From the point of view of refunds, if a full refund is given because they cancelled during the window they can do that, there is no difference. They get back what they paid, and neither AirBnB or us get anything.
Note that cleaning is still a separate fee.
There is a bit of extra work on changeover to make sure you are setting appropriate rates, but I think you should be periodically checking the market and how you sit in it anyway.
I’m in the US, and do not know what 'simplified pricing" is, other than what I glean from comments, which is that Airbnb plans to collect its fee entirely from hosts, and none from travelers. That seems more like a franchise or license fee, where hosts buy the marketing, customer identity screening, branding, referral, etc resources of Airbnb by paying a percent of each sale.
Who collects and remits to taxing authorities the various taxes that might be due?
Where I am, there is a state sales tax, city sales tax, and a special local hospitality tax on short term/hotel rooms, and, I think, car rentals.
In the UK, will Airbnb continue to handle collecting and remiting sales tax?

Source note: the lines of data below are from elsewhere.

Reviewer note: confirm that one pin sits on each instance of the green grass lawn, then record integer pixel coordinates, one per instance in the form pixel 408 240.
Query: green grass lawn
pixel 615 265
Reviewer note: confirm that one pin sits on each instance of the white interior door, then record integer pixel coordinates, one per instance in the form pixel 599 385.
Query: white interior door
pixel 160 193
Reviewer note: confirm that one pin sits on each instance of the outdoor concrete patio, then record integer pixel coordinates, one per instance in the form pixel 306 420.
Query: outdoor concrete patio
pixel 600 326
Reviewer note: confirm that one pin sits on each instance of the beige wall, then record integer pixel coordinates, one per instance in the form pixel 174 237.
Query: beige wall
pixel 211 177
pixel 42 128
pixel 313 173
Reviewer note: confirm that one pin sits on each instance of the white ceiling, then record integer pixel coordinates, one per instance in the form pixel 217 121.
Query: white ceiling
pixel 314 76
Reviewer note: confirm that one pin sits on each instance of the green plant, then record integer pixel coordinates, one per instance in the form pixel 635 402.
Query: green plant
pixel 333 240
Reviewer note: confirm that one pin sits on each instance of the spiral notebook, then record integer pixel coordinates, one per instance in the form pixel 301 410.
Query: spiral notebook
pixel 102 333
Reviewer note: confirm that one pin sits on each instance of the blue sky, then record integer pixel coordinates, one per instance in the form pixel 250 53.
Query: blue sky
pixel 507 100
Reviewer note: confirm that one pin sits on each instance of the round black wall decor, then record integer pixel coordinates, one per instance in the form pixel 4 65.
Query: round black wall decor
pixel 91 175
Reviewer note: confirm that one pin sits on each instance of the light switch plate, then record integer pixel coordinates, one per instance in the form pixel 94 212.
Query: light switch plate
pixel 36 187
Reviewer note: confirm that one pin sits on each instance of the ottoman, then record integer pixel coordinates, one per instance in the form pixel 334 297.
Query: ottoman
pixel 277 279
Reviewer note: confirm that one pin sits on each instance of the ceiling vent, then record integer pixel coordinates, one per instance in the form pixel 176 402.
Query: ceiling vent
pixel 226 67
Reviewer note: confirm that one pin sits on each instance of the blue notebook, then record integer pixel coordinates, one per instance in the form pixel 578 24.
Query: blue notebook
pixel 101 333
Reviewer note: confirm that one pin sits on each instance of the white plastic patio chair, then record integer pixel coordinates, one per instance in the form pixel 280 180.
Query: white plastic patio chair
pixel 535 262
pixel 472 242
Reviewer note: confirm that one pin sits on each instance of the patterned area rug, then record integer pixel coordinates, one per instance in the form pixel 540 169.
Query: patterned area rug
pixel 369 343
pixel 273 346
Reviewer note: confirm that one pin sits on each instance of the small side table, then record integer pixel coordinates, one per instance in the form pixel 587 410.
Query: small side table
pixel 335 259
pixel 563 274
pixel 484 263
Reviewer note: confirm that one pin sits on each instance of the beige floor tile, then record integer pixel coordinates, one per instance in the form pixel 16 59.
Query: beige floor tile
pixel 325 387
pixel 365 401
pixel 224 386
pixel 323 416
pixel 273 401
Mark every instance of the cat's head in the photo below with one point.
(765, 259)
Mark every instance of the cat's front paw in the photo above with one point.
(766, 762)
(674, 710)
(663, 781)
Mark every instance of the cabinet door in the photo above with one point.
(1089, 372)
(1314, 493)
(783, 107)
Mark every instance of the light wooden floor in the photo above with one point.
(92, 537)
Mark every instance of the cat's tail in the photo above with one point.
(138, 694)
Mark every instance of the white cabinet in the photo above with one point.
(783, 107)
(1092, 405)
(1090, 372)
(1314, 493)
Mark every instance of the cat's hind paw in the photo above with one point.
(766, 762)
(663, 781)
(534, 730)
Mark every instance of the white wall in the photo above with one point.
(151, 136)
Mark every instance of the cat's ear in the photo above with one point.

Also, in my State and a handful of other states, we passed laws requiring vendors who tack on fees (in what always feels like a bait and switch scheme) to disclose up front the entire charge for each rental or sale, including all fees and taxes. Airbnb, in response, now has transparent pricing nation-wide because it’s easier than having non-uniform pricing among the states.
Regarding the OP’s question about cancellation, on two occasions the guest didn’t read the descriptions very closely and found that my place wasn’t what they wanted, and asked to cancel without paying the monetary penalty they would normally owe for late cancellation. Each time, when I contacted Airbnb CS, the company followed my lead andreturned the fees and taxes it previously collected from the traveler. I wouldnt think that policy of keeping travelers happy would change with simplified fees.
When this happens and I’m OK for it, I get an email with an ability to refund total amount. I don’t think you need to go through Airbnb CS to do this…
Rolf,
Right.
I only went through CS so I could immedately assure the guest of the outcome (they get all their money if they go away).
My only point is actually just speculative: Whatever the process, changing to simplified pricing shouldnt change the underlying Airbnb policy of keeping the travelers happy with a full refund.